Is there any plans to use these already underway?
If neither of the above, would PR’s even be welcome for this?
As a representative of the folks who have done most of the updates to the Oracle provider for OrmLite for the last couple of years, I will say that:
the .NET framework Oracle ManagedDataAccess works fine unless you need transaction tracking across database connectivity issues/restarts which it does not support.
we would welcome a port to .NET core. The only reason we aren’t working on it is that converting to .NET core is not at present viable for us, completely independently from the Oracle provider.
Yeah we don’t maintain the Oracle provider at all which has mostly been maintained by @bruce (and team) up till now who you should consult with for any proposed changes.

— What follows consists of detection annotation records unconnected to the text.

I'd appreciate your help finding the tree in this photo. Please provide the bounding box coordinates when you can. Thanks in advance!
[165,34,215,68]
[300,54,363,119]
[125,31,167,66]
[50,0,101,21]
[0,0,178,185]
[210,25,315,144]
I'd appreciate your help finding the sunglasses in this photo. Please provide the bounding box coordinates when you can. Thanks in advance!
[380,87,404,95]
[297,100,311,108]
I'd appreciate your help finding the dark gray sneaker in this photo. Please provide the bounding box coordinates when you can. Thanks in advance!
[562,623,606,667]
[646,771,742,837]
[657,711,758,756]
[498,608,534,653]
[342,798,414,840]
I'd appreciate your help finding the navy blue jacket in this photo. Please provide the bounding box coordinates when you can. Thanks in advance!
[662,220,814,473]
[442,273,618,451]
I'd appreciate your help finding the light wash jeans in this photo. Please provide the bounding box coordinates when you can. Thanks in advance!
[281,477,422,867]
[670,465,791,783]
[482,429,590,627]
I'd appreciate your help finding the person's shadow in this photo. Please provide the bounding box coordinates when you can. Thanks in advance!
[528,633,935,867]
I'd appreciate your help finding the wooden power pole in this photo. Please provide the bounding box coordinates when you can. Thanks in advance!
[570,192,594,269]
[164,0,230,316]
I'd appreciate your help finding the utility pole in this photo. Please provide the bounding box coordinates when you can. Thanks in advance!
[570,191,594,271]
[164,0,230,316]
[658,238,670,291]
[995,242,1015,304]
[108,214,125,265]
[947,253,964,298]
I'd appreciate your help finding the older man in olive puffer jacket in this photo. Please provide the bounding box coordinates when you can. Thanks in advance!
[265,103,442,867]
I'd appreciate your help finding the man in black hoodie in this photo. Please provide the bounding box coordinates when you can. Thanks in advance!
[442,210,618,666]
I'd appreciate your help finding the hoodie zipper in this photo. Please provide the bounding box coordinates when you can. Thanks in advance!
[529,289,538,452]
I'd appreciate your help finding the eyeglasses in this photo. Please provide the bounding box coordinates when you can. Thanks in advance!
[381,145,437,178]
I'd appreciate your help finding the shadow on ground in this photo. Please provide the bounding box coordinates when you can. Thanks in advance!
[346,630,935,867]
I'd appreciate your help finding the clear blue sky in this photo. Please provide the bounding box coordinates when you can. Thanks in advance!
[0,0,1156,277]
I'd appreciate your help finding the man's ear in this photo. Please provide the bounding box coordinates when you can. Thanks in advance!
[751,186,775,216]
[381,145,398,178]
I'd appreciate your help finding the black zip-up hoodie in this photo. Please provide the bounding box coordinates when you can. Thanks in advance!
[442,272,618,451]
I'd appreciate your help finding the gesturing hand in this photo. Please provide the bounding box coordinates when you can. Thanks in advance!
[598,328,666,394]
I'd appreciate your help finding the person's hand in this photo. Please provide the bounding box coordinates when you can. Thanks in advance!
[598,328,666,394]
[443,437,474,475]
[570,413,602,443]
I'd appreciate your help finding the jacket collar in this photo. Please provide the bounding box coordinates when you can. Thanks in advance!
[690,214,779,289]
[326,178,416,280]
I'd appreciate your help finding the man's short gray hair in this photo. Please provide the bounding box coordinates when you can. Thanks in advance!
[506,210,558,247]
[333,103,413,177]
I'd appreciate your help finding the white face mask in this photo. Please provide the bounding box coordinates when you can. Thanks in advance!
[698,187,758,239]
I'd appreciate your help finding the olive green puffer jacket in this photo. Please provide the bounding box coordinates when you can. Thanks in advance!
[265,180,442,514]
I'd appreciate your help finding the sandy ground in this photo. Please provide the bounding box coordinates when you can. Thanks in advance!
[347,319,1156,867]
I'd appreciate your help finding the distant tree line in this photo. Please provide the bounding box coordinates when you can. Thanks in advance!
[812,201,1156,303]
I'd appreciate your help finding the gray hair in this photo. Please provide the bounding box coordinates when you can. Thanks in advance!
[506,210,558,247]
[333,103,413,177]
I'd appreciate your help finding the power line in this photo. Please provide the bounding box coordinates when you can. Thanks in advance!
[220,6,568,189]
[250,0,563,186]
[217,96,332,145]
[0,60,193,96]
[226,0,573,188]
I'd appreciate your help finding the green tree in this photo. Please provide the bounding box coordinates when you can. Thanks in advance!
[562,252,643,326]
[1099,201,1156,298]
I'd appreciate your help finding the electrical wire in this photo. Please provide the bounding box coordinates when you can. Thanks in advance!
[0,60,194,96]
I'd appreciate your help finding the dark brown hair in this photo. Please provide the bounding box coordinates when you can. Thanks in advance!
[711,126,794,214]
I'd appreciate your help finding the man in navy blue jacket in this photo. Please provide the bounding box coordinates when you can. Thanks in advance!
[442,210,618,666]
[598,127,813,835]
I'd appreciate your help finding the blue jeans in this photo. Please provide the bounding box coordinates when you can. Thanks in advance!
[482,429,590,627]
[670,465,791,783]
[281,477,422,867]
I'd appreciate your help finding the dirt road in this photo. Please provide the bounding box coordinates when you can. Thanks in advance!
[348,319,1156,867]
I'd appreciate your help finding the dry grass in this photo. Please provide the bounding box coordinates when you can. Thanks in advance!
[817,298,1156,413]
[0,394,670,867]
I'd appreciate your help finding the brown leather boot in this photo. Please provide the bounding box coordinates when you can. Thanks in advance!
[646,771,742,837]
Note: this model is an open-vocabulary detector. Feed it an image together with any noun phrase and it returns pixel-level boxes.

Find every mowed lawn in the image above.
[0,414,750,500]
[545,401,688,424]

Just to be clear, that transaction tracking is to handle the situation where a transaction completes successfully but database connectivity is lost before that result can be sent to the client. ODP.NET supports such transaction tracking, I don’t know about dotconnect express. OrmLite, however, does not, so if one wants to use it, it requires some custom effort. We don’t use it in our application, so I really can’t speak to it any more than that. IMO if you need that level of support/complexity, OrmLite is not really the ORM you should be using.
I have a question about the tests for the Oracle provider. A lot of the tests are failing with Returning last inserted identity is not implemented on this DB Provider
It makes sense as I see it uses sequences to get the next value and assign this to the AutoIncrement assigned property and the provider has no way of conforming to the identity aquistion convention in the underyling provider base class.
Conforming to the default convention might be possible from v12 onwards which added Identity as a kind of thin veneer over sequences so it could be worth creating a similar convention to the SqlServer dialects for version specific functionality.
Whilst selectIdentity is an optional param of insert to avoid calling the provider’s GetLastIdentity method, the Save method contains no ability to specify this.
So to get to the point … I’m wondering how do the tests pass when they are using db.Save() rather than db.insert() when the provider can’t obtain identities using the default convention?
I have to admit it has been some time since we ran the tests (we’re still using 4.5.12 of ServiceStack for various reasons). As you point out, conforming to OrmLite’s last inserted identity convention is not strictly possible when using sequences, but my hazy memory says we implemented an ugly hack to make the most common use case work and the tests pass.
It definitely would be a good idea to add v12 support similarly to how SqlServer dialects work.
Sorry I can’t be more helpful than that, but I don’t have the time right now to look into this more, because the context switch would cost me too much.